Szybko się okazało, że 30% nie zamierza nic przynosić. Raz pracowaliśmy nad tym co w grupie było, kolejny raz, ale szybko inni zaczęli się stawiać, że nie będą przynosić nic dla innych. NO i mają racje. Gdy wywiązała się dyskusja na temat takiego postępowania - wyszło, że właściwie to oni nie chcą nic robić. Ale po chwili już chcą - moja reakcja była dość oczywista. Jeśli nie chcecie pracować w taki sposób, będziemy pracowali w sposób tradycyjny przy minimalnym wykorzystaniu dodatkowych materiałów.
Zakończyłem tą dysputę, bo nie miało to sensu. Gdy pewnego razu z rozpędu przygotowałem materiały z tego co zakupiłem - jedna uczennica zwróciła głośno uwagę, ale czemu - odpowiedziałem, że tak jakoś z rozpędu to uczyniłem. Zaproponowała, że przyniesie kolorowy papier, inna też chciała wspomóc. No i na tym stanęło. Szybko jednak okazało się, że to tylko puste słowa. Nic nie dotarło. Tak jak ustaliliśmy. Kilka dni temu, jedna z uczennic przyniosła część materiałów, które zgodnie z obietnicą wykorzystamy przy następnym razie.

Czasem czuję się jak żebrak.

Przy okazji dyskusji o losach materiałów niezbędnych do pracy, padły inne słowa: "To placówka powinna zapłacić za wycieczkę" Ona nam się przecież należy. Wycieczka powinna być za darmo.

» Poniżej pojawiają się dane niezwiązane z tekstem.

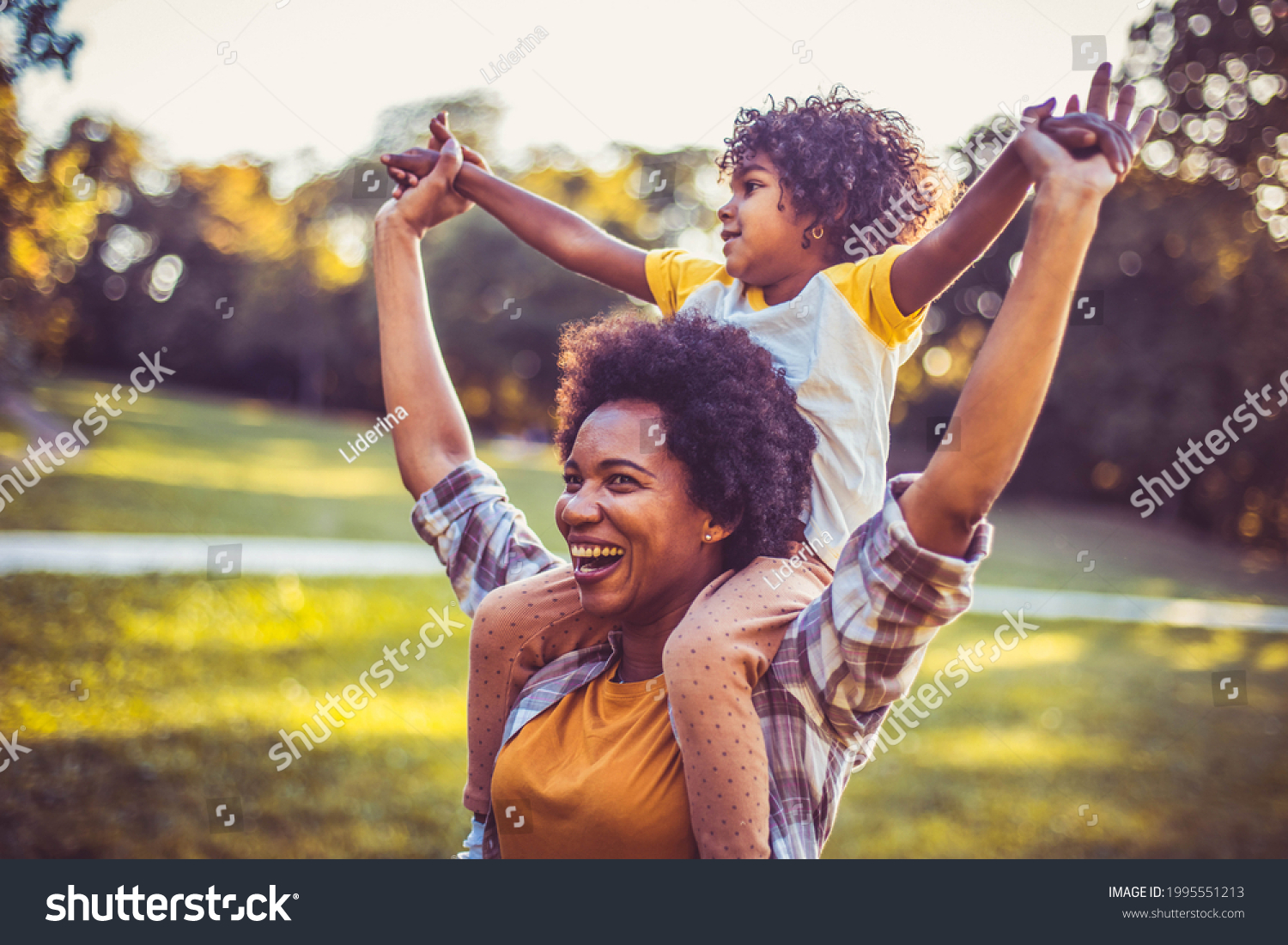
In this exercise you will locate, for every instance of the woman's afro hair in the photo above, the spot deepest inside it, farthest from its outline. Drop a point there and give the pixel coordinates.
(842, 164)
(728, 415)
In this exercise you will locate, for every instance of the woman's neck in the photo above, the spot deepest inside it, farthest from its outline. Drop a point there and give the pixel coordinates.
(643, 645)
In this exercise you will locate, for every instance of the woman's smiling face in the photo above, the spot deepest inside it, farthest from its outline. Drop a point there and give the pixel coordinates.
(636, 540)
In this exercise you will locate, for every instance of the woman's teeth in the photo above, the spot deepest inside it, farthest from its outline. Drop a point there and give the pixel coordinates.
(594, 555)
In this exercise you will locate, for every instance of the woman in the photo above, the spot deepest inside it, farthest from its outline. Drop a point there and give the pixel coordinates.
(589, 765)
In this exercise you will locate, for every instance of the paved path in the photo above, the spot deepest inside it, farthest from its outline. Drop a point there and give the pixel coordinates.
(87, 553)
(84, 553)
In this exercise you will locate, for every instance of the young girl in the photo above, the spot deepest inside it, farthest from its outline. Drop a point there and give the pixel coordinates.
(811, 183)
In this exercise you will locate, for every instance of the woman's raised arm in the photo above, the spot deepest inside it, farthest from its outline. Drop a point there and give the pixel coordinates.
(434, 438)
(1006, 386)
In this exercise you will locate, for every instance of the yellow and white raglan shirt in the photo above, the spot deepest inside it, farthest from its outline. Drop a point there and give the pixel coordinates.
(841, 342)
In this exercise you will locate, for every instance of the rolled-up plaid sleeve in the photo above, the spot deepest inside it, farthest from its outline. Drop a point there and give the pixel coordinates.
(481, 538)
(860, 645)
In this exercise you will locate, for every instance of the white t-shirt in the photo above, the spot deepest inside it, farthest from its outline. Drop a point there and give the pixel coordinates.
(840, 342)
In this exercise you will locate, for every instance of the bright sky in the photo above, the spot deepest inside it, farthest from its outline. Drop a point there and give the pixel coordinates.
(314, 74)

Wywołało to burzę wśród nas opiekunów. Dostają 500+, zasiłki, etc. o wizytach w MOPS/GOPS itp. wiemy wszystko, co zrobić, jak napisać pismo itp. - a na wycieczkę za 85zł raz w roku - rodzicieli nie stać.
Normalnie zezłościłem się, ale ja to ja.
Inna koleżanka ma podsumowała to trafnie: Skoro dostajecie 500+ za darmo, to wystarczy te 85 zł przynieść do placówki i wpłacić na wycieczkę. Wówczas będzie ona zupełnie za darmo.

Im się wszystko należy. Nie można stawiać im warunków, nie można od nich wymagać, bo wszystko muszą dostać od tak, z marszu za free na "piękne" oczy.

Co za pokolenie? Co za brak wychowania? Co za bezczelność?
Pyskate, niekulturalne, bezczelne smarkacze.
Takie pokolenie rośnie, takie pokolenie potem idzie głosować - no i mamy rząd jaki mamy.